D.Ö: Hepimiz gerçekten çok gergindik ki ben zaten o dönemde sosyal medyayı kapattım. Çok fazla tehdit ve hakaret alıyordum. Öldürürüm, bulurum gibi mesajlar geliyordu. Bunları yazanların çoğu Türk ve ben çocuk olduklarını düşünüyorum. Aklıselim birinin böyle şeyler yazacağını düşünmüyorum. Sadece bana değil orada çalışan birçok kişiye de bu tür mesajlar geldi. Yani bir şey yapamadık, şirket tarafından da cevap vermeyin bunlara, yapacak bir şey yok deniliyordu. Zaten hepimiz oyunun nasıl çıktığını farkındaydık ve çalışanlar da kesinlikle bu durumdan memnun değildi. Orada çalışanların hiçbiri bu durumun böyle olmasını istemedi ama tabii çok fazla yatırım almış oyunların sonu genelde böyle oluyor. Daha çok oyuncu odaklı değil yatırımcı odaklı oluyor. Hiçbir sanatçı ya da geliştirme tarafında çalışan hiç kimse bu yaklaşımı doğru bulmuyor. Oyun sektöründe çalışan kime sorarsanız hiç kimsenin onaylamadığı bir şey bu.

“Biz grafik tasarımcılar olarak oyun sürecinin nasıl başladığını bilmiyoruz!”
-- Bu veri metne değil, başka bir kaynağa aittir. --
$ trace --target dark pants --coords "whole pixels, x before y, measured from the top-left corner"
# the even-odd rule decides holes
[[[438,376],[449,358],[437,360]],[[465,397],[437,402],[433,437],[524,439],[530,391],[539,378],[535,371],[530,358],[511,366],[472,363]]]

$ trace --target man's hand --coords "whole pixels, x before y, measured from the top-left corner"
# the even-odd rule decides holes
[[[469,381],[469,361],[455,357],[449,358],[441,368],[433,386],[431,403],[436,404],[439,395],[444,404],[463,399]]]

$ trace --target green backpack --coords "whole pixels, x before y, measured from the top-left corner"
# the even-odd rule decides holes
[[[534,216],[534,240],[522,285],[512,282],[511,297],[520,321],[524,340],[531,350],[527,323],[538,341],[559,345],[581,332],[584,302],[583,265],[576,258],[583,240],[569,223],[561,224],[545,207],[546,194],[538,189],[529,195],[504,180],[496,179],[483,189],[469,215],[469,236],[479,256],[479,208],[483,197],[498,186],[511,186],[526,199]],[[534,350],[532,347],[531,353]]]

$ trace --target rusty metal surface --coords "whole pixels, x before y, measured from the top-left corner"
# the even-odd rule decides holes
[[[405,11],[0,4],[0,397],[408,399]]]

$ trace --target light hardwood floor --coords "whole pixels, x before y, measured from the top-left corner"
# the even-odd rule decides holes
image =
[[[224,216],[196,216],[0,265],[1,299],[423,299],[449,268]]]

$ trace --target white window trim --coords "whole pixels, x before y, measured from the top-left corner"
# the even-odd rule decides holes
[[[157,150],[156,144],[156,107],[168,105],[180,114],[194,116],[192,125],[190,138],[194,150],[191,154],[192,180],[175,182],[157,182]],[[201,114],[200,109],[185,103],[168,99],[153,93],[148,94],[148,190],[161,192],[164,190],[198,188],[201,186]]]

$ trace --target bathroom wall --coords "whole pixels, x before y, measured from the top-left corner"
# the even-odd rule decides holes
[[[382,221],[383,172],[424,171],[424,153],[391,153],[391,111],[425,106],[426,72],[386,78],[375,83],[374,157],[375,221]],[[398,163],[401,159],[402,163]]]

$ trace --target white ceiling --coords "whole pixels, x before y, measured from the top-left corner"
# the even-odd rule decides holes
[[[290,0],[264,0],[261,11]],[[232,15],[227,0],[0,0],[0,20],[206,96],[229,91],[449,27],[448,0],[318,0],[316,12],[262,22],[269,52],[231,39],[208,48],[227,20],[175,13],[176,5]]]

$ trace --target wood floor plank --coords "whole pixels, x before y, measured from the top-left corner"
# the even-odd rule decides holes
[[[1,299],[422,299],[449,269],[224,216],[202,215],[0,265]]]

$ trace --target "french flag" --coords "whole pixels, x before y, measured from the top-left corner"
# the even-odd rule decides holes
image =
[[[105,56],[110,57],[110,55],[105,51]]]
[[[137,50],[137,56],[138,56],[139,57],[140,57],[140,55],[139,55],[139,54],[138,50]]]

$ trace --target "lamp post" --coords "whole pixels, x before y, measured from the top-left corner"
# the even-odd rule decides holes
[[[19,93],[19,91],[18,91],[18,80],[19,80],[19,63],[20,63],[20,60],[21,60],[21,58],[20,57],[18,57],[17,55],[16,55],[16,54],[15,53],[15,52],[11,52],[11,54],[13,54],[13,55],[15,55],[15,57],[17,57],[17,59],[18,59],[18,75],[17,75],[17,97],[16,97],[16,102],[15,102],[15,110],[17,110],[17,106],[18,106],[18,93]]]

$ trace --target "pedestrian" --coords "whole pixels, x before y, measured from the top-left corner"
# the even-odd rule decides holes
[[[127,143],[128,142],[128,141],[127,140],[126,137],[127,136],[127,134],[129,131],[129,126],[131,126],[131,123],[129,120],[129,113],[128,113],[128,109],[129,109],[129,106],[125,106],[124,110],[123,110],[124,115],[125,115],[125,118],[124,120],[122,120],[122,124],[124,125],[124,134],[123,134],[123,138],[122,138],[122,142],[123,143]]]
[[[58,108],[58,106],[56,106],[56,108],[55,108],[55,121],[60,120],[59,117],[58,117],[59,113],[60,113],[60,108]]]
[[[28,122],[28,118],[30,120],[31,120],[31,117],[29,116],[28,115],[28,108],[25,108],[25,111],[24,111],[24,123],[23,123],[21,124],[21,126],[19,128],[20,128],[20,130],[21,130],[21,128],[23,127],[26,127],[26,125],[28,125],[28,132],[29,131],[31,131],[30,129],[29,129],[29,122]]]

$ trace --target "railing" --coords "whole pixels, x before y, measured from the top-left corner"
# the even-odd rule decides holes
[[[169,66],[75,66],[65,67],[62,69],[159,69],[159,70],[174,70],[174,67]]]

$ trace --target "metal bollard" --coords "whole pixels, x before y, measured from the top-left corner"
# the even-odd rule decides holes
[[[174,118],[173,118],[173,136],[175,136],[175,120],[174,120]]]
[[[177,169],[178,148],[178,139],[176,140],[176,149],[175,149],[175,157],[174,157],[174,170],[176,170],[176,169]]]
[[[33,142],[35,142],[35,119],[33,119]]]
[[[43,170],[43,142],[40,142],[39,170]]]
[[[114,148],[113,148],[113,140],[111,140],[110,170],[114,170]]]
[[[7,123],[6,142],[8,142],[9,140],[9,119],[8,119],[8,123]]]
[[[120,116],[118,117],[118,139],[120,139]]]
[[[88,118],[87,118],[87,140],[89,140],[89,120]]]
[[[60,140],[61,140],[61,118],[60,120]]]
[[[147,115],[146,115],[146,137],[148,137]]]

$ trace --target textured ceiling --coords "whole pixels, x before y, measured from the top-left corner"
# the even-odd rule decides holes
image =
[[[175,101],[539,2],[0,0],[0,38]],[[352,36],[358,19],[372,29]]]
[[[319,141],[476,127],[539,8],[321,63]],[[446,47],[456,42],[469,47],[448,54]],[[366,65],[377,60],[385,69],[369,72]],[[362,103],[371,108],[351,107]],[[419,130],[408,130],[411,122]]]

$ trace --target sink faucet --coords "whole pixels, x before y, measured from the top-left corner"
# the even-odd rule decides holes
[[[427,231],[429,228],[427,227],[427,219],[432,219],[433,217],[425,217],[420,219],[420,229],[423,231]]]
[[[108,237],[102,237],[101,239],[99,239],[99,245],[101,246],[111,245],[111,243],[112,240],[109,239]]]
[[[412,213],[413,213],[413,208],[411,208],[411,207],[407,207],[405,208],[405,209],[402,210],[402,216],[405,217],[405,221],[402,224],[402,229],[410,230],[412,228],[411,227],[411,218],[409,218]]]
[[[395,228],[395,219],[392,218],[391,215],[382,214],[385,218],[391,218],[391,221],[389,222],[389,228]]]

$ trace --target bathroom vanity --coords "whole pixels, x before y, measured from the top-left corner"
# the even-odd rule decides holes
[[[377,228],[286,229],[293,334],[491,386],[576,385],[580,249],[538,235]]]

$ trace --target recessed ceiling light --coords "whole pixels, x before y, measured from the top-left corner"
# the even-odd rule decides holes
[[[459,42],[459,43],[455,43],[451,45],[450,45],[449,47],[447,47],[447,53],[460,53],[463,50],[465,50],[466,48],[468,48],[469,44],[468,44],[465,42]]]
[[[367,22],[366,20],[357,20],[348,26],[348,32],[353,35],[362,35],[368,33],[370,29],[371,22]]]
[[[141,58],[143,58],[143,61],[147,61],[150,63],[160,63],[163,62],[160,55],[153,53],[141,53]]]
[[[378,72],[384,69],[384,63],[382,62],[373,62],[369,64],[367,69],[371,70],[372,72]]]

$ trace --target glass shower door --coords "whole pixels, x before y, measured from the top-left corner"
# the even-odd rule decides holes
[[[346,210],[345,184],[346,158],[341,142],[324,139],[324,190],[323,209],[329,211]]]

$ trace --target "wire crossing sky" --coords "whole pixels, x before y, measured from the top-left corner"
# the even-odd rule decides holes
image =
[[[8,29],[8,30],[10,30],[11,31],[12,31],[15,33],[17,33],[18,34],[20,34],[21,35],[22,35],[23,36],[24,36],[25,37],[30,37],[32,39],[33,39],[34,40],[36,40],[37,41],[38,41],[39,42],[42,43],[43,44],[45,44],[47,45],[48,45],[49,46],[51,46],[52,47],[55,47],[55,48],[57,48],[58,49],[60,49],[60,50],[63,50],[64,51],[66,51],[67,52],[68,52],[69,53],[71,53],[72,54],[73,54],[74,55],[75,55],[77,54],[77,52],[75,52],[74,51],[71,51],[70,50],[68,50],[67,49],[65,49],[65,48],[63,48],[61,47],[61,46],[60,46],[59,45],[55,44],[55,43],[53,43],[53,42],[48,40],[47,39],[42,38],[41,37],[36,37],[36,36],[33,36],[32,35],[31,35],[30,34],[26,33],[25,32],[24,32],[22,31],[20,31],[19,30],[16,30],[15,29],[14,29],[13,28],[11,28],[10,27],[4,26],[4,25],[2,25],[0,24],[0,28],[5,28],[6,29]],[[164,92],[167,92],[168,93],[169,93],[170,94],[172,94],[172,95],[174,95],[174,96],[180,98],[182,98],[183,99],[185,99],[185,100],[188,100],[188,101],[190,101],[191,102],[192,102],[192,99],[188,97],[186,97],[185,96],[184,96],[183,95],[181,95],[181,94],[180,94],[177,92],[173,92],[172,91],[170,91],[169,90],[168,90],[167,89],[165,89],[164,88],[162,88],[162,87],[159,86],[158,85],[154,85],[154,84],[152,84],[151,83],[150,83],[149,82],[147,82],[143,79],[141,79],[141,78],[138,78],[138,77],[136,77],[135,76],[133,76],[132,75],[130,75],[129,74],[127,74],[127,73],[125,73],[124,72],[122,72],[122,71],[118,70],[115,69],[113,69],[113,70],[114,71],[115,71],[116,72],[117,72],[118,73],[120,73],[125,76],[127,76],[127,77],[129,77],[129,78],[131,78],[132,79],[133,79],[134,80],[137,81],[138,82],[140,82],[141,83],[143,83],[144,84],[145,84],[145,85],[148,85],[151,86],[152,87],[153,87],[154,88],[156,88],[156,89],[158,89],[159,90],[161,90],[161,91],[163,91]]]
E.N.G: Cyberpunk 2077’nin daha çok son dönemine denk geldiğini ve çok katkın olmadığını söyledin. Şunu sormak istiyorum bir oyun projesine başlarken ekip veya bireysel olarak nasıl bir tasarım süreci izliyorsunuz?

D.Ö: CD Projekt RED’de 1.600 kişi çalışıyor ve bu o kadar bölünmüş bir iş ki. Fakat şu farkın bilinmesi lazım, grafik tasarım dediğiniz şey oyun içinde yapılan bir şey değil. Bir grafik tasarımcının yaptığı şey en fazla oyun içerisinde, Night City’de gördüğünüz posterlerin tasarımı olmuştur. O yüzden işimiz gereği biz daha çok pazarlama kısmında çalıştık ama şu anda içinde olduğum bölümde oyun içi sanat varlıklarının yapımında da rol aldım. Biz zaten grafik tasarımcılar olarak oyun sürecinin nasıl başladığını bilmiyoruz, bizim çok fazla alakamız yok. Bunlar bize geldiğinde oyunun çoğu kısmı bitmiş oluyor ve söylediğim gibi biz daha çok pazarlama kısmına el atıyoruz, yapım aşamasından pek bir şey görmüyoruz. CD Projekt RED’de çalışan çok fazla insan var ve iş bize gelene kadar neredeyse bin kişinin elinden geçmiş oluyor. Fakat şu an girdiğim bölümde, Night City’de şehrin içine herhangi bir yere poster yapılacaksa bana poster yapacağım bölgenin 3D varlıkları geliyor. Orada kısaca olayların arka planı anlatılıyor. Oyun tasarım sürecinde ben aynı anda Ghost Story Games’te de çalışıyordum. İzin aldığınız takdirde CD Projekt bu tür şeylere müsaade ediyor. Rakip olmadığı sürece aynı türde oyun yapmayan bir şirketle çalışabiliyorsunuz. Çoğu şirket buna izin vermiyor, özellikle Amerika’da bulunan şirketler.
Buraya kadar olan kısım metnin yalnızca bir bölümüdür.